Eppure da pochi giorni si è conclusa la tornata delle elezioni per il rinnovo della RSU, che sicuramente hanno dato la possibilità al Governo di capire il reale grado di sindacalizzazione presente nella scuola, che è alto visto che i voti espressi per tutte le liste sindacali è stato superiore ai 780 mila voti.
E di ciò il Governo dovrà tenerne conto. 
E tenerne conto significa anche riconoscere un ruolo reale alla RSU, privata, dopo la nota riforma “Brunetta” di diverse competenze, pur essendo normate nel CCNL ancora vigente ma fermo dal 2009. Lasciare tale discrezionalità al Dirigente scolastico significa certamente rinforzare il concetto dirigenziale in senso manageriale ed aziendalistico, discrezionalità che se muterà in arbitrarietà rischierà di facilitare processi di divisione e spaccatura tra il corpo docente, visto che è di questo solo che si parla nella Buona Scuola, mentre quello ATA è praticamente ignorato, a dir poco considerevoli. 
Contrattare significa limitare discrezionalità ed arbitrarietà e favorire l'equità. Certo, è stato anche detto e scritto che i 200 milioni di euro, in relazione ai tagli consistenti che hanno riguardato il MOF, sono una miseria, di pochi soldi si parla. Ma ben sapendo come funziona il meccanismo all'interno della scuola dove si litiga per poche decine di euro, sicuramente pur essendo una miseria quei 200 milioni di euro, in verità rispondono bene alla logica che governa il processo della “buona scuola”. Dividere, competere e concorrere. 
Eppure tutti i docenti, ogni giorno con il proprio lavoro, con le poche e risicate risorse a disposizione, cercano di contribuire al miglioramento complessivo della scuola, di esercitare una attività didattica degna di tal nome. Ma cosa mai vorrà intendere il Governo con valorizzazione del merito, sulla base della valutazione dell’attività didattica in ragione dei risultati ottenuti in termini di qualità dell’insegnamento di rendimento scolastico degli alunni e degli studenti, di progettualità nella metodologia didattica utilizzata, di innovatività e di contributo al miglioramento complessivo della scuola? 
Come si possono abbinare questi concetti con il laico sacrosanto diritto della libertà d'insegnamento? Quale libertà d'insegnamento se questa rischia di essere condizionata anche dalla monetizzazione? Chi ha deciso che l'utilizzo dell'ebook, ad esempio, debba o possa essere premiato rispetto all'utilizzo del buon vecchio libro? 

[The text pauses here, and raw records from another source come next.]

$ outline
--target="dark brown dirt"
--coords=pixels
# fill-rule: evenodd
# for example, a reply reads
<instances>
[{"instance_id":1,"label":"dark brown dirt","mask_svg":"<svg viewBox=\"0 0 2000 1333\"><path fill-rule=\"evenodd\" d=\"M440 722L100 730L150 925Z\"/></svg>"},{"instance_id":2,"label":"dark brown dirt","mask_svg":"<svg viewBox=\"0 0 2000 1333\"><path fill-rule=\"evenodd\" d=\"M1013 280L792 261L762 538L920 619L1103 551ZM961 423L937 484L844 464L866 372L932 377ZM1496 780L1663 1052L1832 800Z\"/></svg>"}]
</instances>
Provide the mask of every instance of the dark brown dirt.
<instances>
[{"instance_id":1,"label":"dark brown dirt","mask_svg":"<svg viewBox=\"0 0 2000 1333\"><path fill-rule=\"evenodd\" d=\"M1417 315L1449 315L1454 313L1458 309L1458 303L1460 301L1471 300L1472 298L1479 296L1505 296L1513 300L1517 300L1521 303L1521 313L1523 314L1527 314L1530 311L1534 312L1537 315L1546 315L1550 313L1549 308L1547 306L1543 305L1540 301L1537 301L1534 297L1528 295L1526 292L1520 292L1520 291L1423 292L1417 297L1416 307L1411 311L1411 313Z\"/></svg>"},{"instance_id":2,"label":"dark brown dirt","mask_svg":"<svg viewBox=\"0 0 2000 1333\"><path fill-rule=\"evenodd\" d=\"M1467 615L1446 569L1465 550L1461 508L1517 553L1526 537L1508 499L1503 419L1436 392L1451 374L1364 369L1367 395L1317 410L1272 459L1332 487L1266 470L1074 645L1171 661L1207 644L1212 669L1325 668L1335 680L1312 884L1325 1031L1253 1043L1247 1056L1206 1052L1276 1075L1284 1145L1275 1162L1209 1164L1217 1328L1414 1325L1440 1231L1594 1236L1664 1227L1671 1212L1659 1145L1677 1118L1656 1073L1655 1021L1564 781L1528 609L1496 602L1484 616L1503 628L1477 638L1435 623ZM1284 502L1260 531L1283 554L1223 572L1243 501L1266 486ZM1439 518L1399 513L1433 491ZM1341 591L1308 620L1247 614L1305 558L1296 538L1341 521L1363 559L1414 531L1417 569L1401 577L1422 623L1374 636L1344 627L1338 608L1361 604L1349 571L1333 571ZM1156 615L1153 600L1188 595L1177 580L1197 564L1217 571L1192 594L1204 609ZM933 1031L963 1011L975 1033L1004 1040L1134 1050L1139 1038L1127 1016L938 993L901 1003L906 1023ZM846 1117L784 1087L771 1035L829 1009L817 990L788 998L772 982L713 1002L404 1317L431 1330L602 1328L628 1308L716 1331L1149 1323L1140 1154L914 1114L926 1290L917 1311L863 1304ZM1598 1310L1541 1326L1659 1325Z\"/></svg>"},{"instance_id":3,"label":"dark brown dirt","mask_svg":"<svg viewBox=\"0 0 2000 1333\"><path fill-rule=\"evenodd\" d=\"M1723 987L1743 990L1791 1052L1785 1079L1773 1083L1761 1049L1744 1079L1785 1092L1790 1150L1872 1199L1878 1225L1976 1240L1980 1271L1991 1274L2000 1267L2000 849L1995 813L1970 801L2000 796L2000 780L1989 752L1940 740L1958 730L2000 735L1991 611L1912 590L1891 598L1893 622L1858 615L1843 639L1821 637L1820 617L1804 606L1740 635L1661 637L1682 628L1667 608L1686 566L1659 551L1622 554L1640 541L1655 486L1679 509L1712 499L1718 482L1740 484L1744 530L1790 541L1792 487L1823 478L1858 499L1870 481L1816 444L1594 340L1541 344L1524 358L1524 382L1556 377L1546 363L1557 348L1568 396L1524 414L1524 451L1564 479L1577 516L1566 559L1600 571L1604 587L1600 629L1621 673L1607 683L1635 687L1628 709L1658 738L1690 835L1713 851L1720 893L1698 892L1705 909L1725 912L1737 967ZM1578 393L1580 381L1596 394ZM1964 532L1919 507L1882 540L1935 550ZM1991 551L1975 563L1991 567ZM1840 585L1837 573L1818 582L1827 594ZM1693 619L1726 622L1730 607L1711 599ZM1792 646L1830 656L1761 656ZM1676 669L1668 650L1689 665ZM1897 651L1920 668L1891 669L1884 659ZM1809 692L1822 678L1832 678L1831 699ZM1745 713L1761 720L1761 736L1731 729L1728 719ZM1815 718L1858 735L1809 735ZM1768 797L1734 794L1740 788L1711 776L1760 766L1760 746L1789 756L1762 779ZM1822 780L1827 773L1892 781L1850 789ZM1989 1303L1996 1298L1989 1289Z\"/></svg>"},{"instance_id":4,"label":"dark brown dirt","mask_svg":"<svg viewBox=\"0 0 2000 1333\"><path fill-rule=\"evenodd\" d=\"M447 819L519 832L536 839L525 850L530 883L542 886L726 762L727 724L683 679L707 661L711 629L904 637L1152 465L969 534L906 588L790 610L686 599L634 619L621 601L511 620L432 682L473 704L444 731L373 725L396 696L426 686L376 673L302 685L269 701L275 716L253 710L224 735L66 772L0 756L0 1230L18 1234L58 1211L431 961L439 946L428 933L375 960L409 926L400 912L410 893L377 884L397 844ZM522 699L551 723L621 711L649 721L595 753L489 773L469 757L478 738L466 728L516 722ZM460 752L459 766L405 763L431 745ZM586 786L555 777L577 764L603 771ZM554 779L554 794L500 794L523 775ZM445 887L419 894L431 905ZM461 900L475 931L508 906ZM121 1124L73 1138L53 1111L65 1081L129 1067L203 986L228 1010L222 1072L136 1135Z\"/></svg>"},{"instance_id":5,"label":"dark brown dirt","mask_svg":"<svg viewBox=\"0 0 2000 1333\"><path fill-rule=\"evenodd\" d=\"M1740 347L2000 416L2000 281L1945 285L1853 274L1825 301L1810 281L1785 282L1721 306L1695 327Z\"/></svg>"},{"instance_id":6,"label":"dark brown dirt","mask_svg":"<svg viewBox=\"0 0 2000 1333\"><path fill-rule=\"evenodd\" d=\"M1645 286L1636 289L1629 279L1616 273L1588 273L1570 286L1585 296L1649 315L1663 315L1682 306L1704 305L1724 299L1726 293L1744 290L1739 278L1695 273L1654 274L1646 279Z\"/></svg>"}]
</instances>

Come premiare docenti sulla base della valutazione dell’attività didattica in ragione dei risultati ottenuti in termini di qualità dell’insegnamento di rendimento scolastico degli alunni e degli studenti? Non è quello che fanno ogni giorno i docenti di ogni ordine e grado? Certo, se il rendimento scolastico deve corrispondere alle competenze, allora qui le cose mutano radicalmente aspetto e sostanza. Non più di rendimento scolastico si deve parlare, ma di acquisizione di competenze funzionali all'esercizio di un mestiere. D'altronde è evidente che la buona scuola non vuole una scuola che sforni esclusivamente cittadini bensì prevalentemente futuri lavoratori e lavoratrici.
E per la progettualità non esistono già i famigerati progetti che in via complementare ed organica implementano l'attività didattica e retribuiti con il noto FIS? 
Progetti che hanno determinato, fin dalla loro origine, la legittimazione di questo processo di alta competizione e concorrenza che ora si commenta? 
200 milioni di euro, distribuiti a pioggia, in via equitativa. Questo è l'unico criterio da perseguire, per premiare tutti i docenti per il loro lavoro, un lavoro difficile, complesso ed anche rischioso, come diversi casi di cronaca spesso tristemente evidenziano. E la formulazione di questa voce, così come oggi affermata nella proposta sulla buona scuola che verrà discussa in Parlamento, certamente può consentire questa soluzione.